N’enferme point dans la carène de tes vaisseaux toute ta fortune ; laisses-en à terre la meilleure partie, n’expose que la moindre. C’est chose triste que d’aller à travers les mers chercher sa ruine. (Ce serait chose triste aussi, qu’emplissant immodérément ton chariot, tu en rompisses l’essieu et en perdisses la charge.) Garde en tout la mesure et choisis le moment : en toutes choses, c’est le principal.

Choisis pour conduire une femme dans ta maison l’âge où ta jeunesse sera dans sa force, quand tu n’auras ni beaucoup moins, ni beaucoup plus de trente ans. C’est là pour l’homme la saison du mariage.
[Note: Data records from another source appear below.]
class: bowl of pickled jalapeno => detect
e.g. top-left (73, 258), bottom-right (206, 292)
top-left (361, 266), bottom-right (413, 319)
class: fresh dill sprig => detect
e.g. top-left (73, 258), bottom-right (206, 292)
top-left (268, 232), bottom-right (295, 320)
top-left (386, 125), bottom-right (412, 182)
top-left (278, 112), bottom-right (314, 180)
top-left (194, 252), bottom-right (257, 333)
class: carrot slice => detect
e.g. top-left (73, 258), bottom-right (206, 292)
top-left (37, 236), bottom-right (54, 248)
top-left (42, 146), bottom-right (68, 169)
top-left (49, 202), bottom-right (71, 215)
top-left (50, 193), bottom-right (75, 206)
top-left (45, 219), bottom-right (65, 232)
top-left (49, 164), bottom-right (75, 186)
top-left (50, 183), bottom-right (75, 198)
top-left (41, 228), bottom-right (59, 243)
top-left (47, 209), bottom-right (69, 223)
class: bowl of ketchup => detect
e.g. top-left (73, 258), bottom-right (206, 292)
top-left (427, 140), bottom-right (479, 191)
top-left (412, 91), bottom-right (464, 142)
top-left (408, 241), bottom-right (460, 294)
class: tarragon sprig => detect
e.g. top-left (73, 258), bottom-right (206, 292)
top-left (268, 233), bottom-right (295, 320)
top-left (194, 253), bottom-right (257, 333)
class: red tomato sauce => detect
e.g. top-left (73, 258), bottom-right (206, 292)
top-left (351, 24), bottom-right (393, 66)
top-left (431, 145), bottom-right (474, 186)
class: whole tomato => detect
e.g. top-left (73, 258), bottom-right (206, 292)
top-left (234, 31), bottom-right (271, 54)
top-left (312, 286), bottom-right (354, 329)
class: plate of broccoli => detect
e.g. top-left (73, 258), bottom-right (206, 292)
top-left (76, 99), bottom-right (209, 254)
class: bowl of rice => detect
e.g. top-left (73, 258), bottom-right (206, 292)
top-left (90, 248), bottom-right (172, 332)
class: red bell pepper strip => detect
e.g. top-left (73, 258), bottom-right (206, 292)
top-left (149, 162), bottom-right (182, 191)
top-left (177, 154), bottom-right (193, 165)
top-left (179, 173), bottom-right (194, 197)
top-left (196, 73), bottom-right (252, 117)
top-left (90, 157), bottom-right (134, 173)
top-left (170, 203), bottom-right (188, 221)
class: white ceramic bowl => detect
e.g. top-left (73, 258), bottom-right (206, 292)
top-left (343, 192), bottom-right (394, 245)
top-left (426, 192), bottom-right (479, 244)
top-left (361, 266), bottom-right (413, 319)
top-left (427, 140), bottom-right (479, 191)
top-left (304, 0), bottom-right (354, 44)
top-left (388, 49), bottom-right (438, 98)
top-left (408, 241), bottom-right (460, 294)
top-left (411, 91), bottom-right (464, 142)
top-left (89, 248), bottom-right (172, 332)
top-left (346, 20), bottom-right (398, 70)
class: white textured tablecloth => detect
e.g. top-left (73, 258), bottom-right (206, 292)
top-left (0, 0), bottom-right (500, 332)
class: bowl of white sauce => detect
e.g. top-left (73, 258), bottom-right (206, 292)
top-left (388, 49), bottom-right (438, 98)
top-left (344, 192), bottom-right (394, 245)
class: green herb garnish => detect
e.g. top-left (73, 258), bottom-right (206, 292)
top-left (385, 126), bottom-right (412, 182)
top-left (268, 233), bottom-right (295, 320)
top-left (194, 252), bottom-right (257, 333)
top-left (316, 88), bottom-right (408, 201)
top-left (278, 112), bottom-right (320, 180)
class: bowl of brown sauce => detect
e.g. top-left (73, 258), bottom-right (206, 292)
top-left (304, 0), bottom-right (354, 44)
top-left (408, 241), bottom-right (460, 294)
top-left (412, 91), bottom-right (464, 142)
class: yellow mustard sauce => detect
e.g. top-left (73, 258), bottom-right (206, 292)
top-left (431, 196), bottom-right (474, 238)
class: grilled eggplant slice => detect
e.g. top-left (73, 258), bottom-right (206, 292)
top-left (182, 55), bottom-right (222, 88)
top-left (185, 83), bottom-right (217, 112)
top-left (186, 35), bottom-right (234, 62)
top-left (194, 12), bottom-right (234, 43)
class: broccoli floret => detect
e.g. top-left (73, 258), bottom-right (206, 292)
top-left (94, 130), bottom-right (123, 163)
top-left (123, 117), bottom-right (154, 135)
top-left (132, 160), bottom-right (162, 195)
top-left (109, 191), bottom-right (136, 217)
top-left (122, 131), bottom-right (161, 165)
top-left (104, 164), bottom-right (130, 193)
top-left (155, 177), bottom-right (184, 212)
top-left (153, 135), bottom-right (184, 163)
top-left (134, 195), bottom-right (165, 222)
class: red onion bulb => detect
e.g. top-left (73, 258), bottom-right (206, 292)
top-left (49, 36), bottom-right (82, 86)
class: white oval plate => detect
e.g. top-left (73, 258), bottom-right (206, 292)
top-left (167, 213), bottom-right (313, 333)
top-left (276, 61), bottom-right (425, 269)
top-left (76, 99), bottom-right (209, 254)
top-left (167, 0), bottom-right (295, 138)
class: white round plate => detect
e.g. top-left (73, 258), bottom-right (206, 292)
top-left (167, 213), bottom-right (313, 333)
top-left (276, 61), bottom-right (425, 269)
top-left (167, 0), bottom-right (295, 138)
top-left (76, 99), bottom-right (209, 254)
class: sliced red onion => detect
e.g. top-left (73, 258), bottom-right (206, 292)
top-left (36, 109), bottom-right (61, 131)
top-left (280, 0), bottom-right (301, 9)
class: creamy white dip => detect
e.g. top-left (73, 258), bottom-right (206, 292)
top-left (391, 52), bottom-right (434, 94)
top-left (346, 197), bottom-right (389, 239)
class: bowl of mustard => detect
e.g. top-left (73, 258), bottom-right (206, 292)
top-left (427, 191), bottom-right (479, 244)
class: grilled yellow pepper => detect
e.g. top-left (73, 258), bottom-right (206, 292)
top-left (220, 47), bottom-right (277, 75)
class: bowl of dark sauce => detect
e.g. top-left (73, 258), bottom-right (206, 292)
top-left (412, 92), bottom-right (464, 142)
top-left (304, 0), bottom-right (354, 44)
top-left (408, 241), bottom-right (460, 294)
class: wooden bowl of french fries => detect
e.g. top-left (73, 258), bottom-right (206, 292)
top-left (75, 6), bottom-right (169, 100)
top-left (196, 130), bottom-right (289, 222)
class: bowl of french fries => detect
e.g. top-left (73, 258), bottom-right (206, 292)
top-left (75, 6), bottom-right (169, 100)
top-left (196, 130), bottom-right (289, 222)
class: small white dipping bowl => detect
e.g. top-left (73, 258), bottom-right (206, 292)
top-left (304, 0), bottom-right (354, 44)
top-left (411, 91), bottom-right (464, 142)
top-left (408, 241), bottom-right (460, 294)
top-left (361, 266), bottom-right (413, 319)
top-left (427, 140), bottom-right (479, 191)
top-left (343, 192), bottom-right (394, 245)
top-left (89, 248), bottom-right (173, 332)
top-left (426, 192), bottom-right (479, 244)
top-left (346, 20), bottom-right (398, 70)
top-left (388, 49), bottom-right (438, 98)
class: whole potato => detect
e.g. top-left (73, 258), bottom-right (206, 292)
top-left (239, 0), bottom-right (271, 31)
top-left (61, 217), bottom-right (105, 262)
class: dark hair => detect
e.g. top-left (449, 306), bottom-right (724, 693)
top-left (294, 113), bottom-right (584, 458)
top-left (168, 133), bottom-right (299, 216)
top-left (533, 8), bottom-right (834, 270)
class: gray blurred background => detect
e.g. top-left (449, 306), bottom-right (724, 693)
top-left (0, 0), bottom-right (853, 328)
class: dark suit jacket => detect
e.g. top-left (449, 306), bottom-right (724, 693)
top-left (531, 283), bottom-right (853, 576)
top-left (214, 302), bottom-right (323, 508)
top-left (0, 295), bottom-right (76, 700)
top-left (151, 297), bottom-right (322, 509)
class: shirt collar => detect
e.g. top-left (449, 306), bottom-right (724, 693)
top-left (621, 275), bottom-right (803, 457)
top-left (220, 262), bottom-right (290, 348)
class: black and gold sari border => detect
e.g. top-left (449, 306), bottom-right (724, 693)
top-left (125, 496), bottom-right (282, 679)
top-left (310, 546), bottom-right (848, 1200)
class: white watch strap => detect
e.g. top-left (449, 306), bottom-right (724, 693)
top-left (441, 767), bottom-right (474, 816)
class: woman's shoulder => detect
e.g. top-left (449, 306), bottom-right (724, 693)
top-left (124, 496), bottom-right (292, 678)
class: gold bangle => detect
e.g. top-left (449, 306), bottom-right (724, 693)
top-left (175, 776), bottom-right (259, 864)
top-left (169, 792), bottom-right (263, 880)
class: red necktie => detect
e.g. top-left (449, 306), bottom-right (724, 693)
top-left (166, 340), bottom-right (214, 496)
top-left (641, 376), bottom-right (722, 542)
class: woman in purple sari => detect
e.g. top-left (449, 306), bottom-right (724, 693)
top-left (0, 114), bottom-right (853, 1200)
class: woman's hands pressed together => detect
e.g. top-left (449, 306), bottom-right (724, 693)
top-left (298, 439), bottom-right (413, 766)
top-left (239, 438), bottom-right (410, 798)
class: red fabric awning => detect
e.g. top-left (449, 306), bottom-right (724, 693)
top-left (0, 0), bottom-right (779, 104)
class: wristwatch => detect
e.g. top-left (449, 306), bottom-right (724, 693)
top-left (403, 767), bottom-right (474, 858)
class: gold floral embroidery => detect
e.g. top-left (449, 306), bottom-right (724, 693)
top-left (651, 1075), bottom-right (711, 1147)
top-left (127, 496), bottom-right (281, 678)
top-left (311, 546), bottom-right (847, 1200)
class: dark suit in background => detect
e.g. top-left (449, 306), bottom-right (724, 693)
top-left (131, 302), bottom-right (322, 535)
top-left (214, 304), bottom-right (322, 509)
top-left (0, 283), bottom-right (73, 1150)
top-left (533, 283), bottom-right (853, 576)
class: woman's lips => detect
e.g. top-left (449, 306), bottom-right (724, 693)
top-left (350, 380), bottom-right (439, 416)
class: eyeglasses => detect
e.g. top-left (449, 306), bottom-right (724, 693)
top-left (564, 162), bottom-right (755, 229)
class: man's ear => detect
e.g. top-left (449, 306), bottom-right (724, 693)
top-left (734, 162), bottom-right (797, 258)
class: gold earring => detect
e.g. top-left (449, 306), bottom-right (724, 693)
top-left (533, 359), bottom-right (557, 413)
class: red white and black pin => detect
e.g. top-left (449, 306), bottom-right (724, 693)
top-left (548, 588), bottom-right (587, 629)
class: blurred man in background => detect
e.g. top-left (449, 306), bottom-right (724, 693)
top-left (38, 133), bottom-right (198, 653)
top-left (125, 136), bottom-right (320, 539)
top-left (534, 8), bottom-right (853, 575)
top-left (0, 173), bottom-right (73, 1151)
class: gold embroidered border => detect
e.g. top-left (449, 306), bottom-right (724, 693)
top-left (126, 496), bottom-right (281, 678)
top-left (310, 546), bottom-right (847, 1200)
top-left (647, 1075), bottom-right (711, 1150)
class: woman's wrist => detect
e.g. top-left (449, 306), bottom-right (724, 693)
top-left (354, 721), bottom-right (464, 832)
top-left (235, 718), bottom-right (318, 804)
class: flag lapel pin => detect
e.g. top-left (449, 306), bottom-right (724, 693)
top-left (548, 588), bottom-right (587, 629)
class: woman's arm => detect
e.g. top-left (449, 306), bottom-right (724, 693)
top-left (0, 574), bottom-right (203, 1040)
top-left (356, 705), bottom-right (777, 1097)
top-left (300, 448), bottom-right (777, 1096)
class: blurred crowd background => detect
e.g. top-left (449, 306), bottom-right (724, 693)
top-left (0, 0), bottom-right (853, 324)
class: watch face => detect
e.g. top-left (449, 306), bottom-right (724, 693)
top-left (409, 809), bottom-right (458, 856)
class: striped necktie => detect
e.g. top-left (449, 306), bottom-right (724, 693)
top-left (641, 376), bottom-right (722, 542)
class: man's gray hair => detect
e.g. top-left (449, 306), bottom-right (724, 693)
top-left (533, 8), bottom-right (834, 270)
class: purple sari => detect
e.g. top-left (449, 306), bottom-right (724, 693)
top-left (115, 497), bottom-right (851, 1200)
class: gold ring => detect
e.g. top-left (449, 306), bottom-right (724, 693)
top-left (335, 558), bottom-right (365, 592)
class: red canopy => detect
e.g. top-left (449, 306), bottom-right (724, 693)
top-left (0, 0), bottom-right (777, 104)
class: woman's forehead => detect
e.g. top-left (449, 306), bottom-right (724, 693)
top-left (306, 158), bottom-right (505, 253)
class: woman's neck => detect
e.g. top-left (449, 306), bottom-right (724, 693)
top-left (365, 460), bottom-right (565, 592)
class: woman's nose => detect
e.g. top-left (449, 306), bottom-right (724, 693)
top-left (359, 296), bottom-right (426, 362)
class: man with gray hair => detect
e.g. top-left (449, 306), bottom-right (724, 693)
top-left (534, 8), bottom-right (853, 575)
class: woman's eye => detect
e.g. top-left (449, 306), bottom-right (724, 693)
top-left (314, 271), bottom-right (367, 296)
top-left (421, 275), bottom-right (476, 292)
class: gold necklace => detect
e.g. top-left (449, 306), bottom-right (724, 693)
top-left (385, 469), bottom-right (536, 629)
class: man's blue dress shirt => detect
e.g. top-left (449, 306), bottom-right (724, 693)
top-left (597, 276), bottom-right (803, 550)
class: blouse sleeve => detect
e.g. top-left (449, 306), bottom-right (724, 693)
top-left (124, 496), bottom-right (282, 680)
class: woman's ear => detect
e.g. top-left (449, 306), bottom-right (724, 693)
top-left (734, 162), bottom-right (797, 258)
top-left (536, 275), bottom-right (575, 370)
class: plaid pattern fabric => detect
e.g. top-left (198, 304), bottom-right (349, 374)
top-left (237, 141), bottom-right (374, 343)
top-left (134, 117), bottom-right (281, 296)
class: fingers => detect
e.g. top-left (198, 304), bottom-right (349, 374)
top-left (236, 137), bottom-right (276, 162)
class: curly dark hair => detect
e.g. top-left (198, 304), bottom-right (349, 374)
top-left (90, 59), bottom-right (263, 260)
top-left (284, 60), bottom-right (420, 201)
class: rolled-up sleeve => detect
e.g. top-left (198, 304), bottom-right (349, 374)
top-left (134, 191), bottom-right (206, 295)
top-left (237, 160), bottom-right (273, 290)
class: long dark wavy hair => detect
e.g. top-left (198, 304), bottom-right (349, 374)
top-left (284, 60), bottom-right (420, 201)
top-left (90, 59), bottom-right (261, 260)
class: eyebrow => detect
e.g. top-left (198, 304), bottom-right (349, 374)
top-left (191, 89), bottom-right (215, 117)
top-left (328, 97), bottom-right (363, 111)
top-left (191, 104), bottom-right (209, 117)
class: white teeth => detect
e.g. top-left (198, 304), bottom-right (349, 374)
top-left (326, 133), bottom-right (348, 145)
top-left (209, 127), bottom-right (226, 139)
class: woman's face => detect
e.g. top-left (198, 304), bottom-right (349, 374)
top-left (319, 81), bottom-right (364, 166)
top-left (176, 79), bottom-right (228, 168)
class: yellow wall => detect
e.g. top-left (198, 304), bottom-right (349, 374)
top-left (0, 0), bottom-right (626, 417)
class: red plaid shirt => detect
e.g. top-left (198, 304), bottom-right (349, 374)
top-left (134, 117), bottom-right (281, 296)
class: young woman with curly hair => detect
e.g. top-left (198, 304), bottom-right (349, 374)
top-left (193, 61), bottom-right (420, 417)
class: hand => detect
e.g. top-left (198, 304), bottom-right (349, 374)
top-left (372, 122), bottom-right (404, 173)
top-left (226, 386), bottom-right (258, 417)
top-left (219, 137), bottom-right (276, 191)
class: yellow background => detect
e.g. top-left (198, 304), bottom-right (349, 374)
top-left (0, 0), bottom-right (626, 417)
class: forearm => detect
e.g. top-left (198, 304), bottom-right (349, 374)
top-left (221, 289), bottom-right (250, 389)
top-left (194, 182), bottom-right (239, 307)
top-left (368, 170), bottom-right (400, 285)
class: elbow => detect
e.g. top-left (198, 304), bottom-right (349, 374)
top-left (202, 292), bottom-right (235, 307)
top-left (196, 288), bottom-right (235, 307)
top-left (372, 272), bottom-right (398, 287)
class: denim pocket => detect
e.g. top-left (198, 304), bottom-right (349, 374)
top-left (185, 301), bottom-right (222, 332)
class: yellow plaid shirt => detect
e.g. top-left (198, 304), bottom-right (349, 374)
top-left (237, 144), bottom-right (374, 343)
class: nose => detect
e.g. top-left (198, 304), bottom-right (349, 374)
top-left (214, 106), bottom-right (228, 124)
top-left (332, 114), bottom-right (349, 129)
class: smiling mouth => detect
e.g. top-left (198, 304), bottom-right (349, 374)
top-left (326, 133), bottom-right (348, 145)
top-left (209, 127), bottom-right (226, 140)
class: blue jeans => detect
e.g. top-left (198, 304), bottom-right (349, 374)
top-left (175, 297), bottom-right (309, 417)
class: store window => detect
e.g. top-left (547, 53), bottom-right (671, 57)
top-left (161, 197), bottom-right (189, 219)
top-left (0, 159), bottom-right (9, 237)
Pour la femme, qu’elle demeure quatre années nubile et se marie la cinquième. Prends-la vierge, afin de former ses mœurs ; prends-la dans ton voisinage, et, avant, observe, informe-toi, de peur d’épouser du plaisir pour tes voisins. L’homme ne peut rien rencontrer de meilleur que la femme, quand elle est bonne, mais rien de pire, quand elle est mauvaise, et qu’adonnée aux fêtes et aux festins, elle consume, sans torche, un époux robuste et le livre à la cruelle vieillesse.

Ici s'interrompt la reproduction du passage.